Intelligenza artificiale. Ciascuno di noi vale più del suo profilo
In questa situazione, le applicazioni della cosiddetta intelligenza artificiale nel campo della politica e del diritto, e segnatamente della giurisdizione, vanno viste con la giusta cautela. Di ciò si è avuta conferma in questi giorni, in uno dei periodici "Martedì" dell'Associazione Vittorio Bachelet, dedicato proprio al tema della cosiddetta giustizia predittiva. Dalla densa relazione del consigliere di Stato Giancarlo Montedoro, dagli interventi di chi scrive, di Giovanni Legnini, Maria Rosaria Sangiorgio, Claudio Galoppi ed Enzo Vincenti, e dalle conclusioni di Giovanni Mammone, è apparso chiaro come l'intelligenza artificiale abbia ormai sopravanzato l'informatica giuridica, nel senso di essere in grado non soltanto di calcolare quantità impressionanti di variabili interpretative, ma di intervenire sui criteri stessi di programmazione, classificazione e valutazione delle variabili medesime.

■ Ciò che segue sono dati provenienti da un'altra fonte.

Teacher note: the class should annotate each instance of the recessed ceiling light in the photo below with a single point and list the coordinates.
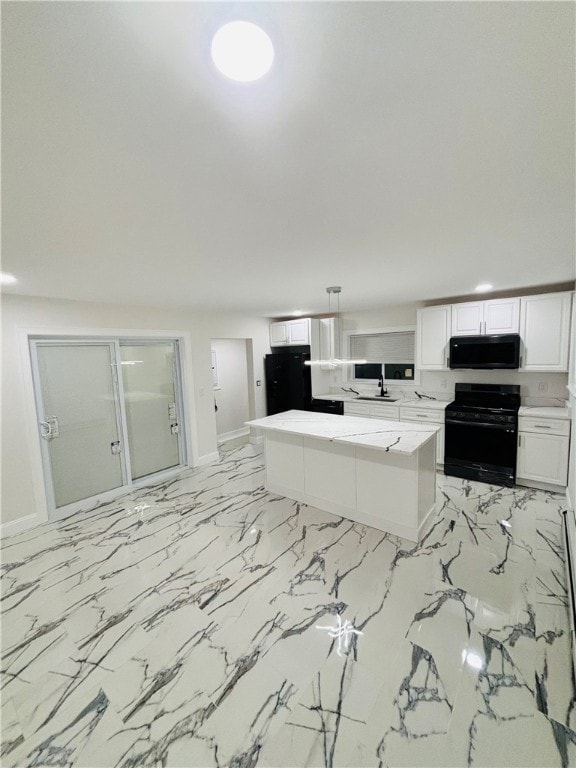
(242, 51)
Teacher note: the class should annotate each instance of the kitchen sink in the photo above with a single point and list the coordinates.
(377, 397)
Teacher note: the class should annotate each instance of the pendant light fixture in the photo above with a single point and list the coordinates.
(332, 323)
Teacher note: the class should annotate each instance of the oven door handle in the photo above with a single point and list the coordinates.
(486, 424)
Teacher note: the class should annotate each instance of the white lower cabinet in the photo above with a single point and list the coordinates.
(543, 447)
(433, 416)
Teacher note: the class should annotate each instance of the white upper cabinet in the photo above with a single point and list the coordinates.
(432, 336)
(290, 332)
(545, 330)
(278, 334)
(478, 318)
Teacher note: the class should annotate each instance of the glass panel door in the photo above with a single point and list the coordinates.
(79, 419)
(152, 403)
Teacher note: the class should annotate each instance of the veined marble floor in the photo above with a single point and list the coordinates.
(195, 624)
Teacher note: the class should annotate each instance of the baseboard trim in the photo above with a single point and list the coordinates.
(20, 525)
(208, 458)
(225, 436)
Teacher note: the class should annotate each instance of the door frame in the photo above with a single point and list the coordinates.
(58, 513)
(190, 437)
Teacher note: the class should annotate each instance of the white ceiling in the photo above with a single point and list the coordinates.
(403, 150)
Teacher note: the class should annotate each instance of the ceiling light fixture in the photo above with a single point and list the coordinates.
(242, 51)
(333, 320)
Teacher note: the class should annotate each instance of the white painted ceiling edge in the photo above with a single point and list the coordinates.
(405, 151)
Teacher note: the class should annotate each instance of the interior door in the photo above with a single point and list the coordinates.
(152, 403)
(79, 420)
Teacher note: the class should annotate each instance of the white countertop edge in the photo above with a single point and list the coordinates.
(363, 431)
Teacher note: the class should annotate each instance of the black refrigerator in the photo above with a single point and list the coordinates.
(288, 382)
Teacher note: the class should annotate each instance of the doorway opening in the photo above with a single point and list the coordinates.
(231, 361)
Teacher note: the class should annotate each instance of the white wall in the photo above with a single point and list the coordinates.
(232, 393)
(21, 497)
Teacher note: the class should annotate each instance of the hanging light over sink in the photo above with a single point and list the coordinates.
(335, 358)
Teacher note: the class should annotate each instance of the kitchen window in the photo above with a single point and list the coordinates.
(388, 352)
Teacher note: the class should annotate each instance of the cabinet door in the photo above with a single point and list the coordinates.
(545, 330)
(543, 458)
(432, 335)
(278, 334)
(502, 316)
(299, 331)
(467, 319)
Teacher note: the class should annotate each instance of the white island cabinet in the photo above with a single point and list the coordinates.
(374, 472)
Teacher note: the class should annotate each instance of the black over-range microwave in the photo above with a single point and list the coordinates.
(485, 352)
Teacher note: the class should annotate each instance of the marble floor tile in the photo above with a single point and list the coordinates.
(206, 622)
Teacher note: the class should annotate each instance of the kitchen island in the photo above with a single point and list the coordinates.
(379, 473)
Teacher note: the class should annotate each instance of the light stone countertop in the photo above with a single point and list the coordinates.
(411, 402)
(391, 436)
(545, 411)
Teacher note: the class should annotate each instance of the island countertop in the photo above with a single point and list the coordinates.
(391, 436)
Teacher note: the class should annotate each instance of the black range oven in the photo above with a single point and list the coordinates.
(482, 433)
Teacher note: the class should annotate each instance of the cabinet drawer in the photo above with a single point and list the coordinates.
(544, 426)
(357, 409)
(428, 414)
(390, 412)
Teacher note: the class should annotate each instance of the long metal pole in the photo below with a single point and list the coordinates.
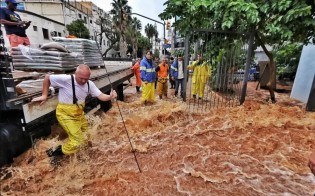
(186, 62)
(248, 61)
(122, 118)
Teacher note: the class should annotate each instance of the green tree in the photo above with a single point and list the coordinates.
(274, 22)
(78, 29)
(133, 34)
(150, 31)
(121, 17)
(105, 22)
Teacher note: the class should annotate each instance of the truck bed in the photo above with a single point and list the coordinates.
(32, 82)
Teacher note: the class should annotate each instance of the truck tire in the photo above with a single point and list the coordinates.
(13, 142)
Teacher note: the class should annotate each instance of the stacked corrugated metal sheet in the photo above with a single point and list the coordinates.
(88, 48)
(26, 58)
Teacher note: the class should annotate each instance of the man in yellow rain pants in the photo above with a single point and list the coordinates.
(148, 77)
(162, 71)
(73, 89)
(200, 76)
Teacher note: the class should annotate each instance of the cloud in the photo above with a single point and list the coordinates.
(148, 8)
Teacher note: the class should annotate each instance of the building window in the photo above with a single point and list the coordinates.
(45, 33)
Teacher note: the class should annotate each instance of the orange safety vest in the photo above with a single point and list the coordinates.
(163, 72)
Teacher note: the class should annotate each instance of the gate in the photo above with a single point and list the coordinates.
(216, 68)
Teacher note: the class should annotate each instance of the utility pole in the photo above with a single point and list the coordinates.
(152, 20)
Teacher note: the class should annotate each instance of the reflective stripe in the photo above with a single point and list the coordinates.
(147, 69)
(174, 68)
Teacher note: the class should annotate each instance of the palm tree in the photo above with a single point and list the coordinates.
(121, 17)
(134, 32)
(150, 31)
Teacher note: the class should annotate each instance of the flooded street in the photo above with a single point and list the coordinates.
(254, 149)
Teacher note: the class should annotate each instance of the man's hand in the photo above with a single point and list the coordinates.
(311, 162)
(113, 94)
(42, 99)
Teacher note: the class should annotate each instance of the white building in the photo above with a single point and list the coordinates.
(50, 17)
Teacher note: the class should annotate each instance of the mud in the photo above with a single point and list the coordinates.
(258, 148)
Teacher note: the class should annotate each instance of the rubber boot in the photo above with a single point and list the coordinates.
(56, 152)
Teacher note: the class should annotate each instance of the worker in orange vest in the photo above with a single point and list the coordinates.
(162, 71)
(136, 69)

Con quali limiti? Un primo limite, ben noto all'esperienza europea, è quello per cui una decisione giurisdizionale non può mai essere esclusivamente affidata a procedure automatiche. Un secondo limite concerne la problematica riconducibilità all'intelligenza artificiale della capacità di applicare il criterio di classificazione (i francesi distinguono opportunamente tra classification e classement) cioè il nucleo dell'attività giurisdizionale. Infine, quand'anche in futuro la "macchina" possa includere anche profili emozionali, questi non avranno mai natura spontanea, ma sempre, comunque, "programmata". Tutto ciò richiederà l'intervento del legislatore.

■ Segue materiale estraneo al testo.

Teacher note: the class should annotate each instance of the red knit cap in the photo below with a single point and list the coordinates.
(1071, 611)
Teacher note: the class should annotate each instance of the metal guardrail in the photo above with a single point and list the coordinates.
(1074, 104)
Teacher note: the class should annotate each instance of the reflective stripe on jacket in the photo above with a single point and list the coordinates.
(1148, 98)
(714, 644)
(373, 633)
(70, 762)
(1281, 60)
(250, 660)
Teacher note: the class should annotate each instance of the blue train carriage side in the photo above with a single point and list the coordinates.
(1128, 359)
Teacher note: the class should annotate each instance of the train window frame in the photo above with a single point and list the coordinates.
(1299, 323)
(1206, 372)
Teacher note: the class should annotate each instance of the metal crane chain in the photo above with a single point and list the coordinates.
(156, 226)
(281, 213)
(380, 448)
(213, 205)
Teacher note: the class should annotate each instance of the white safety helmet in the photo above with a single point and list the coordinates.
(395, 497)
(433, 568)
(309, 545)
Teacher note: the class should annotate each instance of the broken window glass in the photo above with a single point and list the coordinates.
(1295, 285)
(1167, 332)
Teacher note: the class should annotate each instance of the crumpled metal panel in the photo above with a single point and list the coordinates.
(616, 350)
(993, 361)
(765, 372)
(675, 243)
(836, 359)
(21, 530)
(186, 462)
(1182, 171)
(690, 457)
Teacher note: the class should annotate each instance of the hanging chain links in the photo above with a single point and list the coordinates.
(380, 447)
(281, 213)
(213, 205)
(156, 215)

Dopo le scelte istituzionali di questi giorni, il programma di governo non potrà allora non tenere in considerazione l'interdipendenza del mondo-villaggio e la necessità che le decisioni nell'interesse di tutti, cioè la politica, facciano applicazione del principio di precauzione e governino l'innovazione, senza subirne passivamente i rischi. Ciascuno di noi, insomma, vale più del suo profilo.